As gold import surges to 66 tonnes in Nov, ED probes bankers' and traders' roleThe Enforcement Directorate is probing the involvement of bankers and bullion traders in the alleged conversion of black money into gold. Several recent reports suggested that black money hoarders could have made a beeline to
The Enforcement Directorate is probing the involvement of bankers and bullion traders in the alleged conversion of black money into gold.
Several recent reports suggested that black money hoarders could have made a beeline to convert their unaccounted wealth into purchase of gold, especially, post the note ban,
The investigative agency was alarmed over sharp spike in import of gold in November.
The ED collected nationwide data on gold imports in November 2016 which reveals total gold imports that month stood at 66,000 kg. Of this, 25,000 kg sold in Delhi, 15,000 kg in Ahmedabad, 7,300 kg in Hyderabad, 7,000kg in Chennai, 6,200 kg Bangalore, 2,550 kg in Kolkata and 1,250 kg in Mumbai, reports Times of India.
Data shows that of the total gold imported in Delhi, 7,300 kg was brought by Axis Bank alone. Gold can be imported into the country mostly through registered banks and private firms.
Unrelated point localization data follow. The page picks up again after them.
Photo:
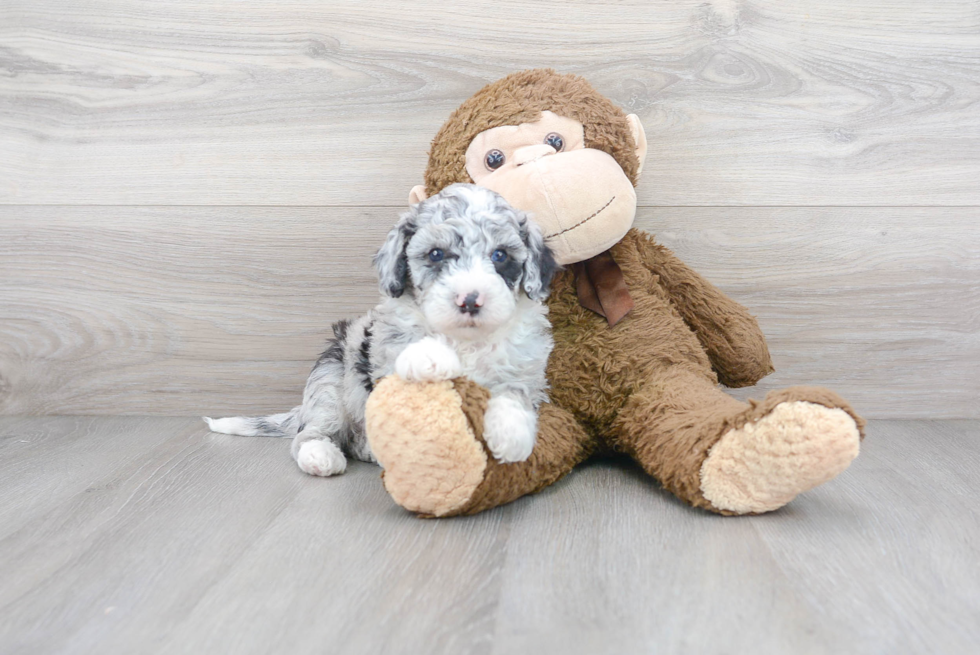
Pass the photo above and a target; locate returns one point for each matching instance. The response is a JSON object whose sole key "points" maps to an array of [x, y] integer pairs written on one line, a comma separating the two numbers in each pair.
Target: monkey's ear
{"points": [[640, 138], [540, 265], [391, 260], [417, 194]]}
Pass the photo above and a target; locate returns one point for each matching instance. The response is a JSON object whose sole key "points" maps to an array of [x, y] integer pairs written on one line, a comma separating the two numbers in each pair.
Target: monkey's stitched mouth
{"points": [[581, 222]]}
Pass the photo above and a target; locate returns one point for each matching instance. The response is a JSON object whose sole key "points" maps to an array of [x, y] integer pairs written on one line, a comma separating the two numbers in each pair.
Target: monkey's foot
{"points": [[433, 462], [763, 465]]}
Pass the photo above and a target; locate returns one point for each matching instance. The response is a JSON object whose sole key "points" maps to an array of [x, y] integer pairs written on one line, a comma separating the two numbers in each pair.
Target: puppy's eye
{"points": [[555, 141], [494, 159]]}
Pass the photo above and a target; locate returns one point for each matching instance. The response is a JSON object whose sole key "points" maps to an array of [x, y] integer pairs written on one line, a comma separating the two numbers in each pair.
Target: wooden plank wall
{"points": [[190, 192]]}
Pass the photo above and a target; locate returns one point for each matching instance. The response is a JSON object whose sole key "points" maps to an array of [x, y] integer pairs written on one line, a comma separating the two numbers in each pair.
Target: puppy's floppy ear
{"points": [[391, 260], [540, 265]]}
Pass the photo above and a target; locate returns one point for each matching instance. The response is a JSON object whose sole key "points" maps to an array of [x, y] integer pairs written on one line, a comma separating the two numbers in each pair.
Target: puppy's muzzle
{"points": [[469, 303]]}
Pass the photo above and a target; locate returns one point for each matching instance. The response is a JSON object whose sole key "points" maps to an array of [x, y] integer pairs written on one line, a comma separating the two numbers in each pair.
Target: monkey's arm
{"points": [[730, 335]]}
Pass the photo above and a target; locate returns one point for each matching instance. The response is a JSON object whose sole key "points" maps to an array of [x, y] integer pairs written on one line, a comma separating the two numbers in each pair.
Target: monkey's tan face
{"points": [[580, 197]]}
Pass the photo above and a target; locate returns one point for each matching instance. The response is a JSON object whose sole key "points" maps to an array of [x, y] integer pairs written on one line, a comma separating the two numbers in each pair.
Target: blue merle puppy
{"points": [[462, 276]]}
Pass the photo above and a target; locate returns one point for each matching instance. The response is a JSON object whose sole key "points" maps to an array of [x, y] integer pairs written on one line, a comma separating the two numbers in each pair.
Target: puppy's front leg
{"points": [[510, 428], [428, 360]]}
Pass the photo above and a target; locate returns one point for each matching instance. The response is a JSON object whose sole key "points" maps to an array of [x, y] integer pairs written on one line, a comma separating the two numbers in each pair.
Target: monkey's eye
{"points": [[494, 159], [555, 141]]}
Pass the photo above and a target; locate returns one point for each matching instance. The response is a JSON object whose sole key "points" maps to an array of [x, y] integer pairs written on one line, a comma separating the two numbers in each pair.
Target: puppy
{"points": [[462, 276]]}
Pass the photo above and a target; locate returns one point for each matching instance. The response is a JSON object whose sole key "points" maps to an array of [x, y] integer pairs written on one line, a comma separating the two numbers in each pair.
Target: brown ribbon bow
{"points": [[601, 287]]}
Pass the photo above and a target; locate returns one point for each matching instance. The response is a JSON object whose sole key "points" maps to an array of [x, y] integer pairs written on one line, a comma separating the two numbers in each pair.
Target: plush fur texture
{"points": [[646, 386], [520, 98], [462, 276]]}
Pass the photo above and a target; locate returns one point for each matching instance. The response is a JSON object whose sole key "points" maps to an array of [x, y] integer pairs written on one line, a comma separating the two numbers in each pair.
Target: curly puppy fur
{"points": [[648, 386], [462, 277]]}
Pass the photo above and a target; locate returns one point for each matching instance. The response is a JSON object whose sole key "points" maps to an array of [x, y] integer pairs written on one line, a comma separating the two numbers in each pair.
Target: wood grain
{"points": [[311, 103], [195, 542], [190, 311]]}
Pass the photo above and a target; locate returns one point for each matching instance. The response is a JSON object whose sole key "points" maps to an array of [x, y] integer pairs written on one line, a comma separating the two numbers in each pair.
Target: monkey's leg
{"points": [[428, 437], [729, 457]]}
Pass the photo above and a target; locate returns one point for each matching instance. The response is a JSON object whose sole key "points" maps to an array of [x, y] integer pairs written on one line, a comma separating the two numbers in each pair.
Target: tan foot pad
{"points": [[762, 466], [419, 433]]}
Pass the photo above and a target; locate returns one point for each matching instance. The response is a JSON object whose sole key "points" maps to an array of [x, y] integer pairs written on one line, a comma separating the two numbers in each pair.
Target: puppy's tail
{"points": [[274, 425]]}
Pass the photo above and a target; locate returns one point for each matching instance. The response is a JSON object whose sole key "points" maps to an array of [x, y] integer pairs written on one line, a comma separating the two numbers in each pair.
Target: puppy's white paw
{"points": [[510, 429], [428, 360], [321, 457]]}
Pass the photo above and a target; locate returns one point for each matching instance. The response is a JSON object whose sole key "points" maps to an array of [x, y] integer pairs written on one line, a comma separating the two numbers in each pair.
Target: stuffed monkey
{"points": [[641, 340]]}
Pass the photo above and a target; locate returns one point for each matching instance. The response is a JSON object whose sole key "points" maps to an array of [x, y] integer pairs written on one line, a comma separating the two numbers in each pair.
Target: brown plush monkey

Recently in Delhi, two Axis Bank officials were arrested for aiding some people convert their scrapped currency into gold.
“In the four hours between the Prime Minister’s announcement and midnight on November 8, gold was selling in the informal markets at Rs 50,000 to 55,000 per 10 grams when the normal price is around Rs 30,000,”News18 reported quoting Ravi Singh, Research Head at SMC Commodities Trade.
Earlier, a Kalbadevi-based bullion trader who was raided told the ED that he sold 600 kg gold in November after demonetisation and produced documents to support his claim.
But the ED was not convinced, as it did not match the city's total gold imports in November. He was unable to produce gold purchase receipts, which raised suspicion.
Also around Rs 200 crore deposited into his account came from various shell companies. The trader claimed he sold them gold in exchange of money but was unable to provide customers' details. The ED also found he had shifted most of the money out of his account and it had only Rs 8 crore.
Officials suspect that bullion traders had bought less gold from institutions but forged records to show increased sales. The ED also suspects that bullion traders collected a large chunk of unaccounted demonetised currency at a huge discount.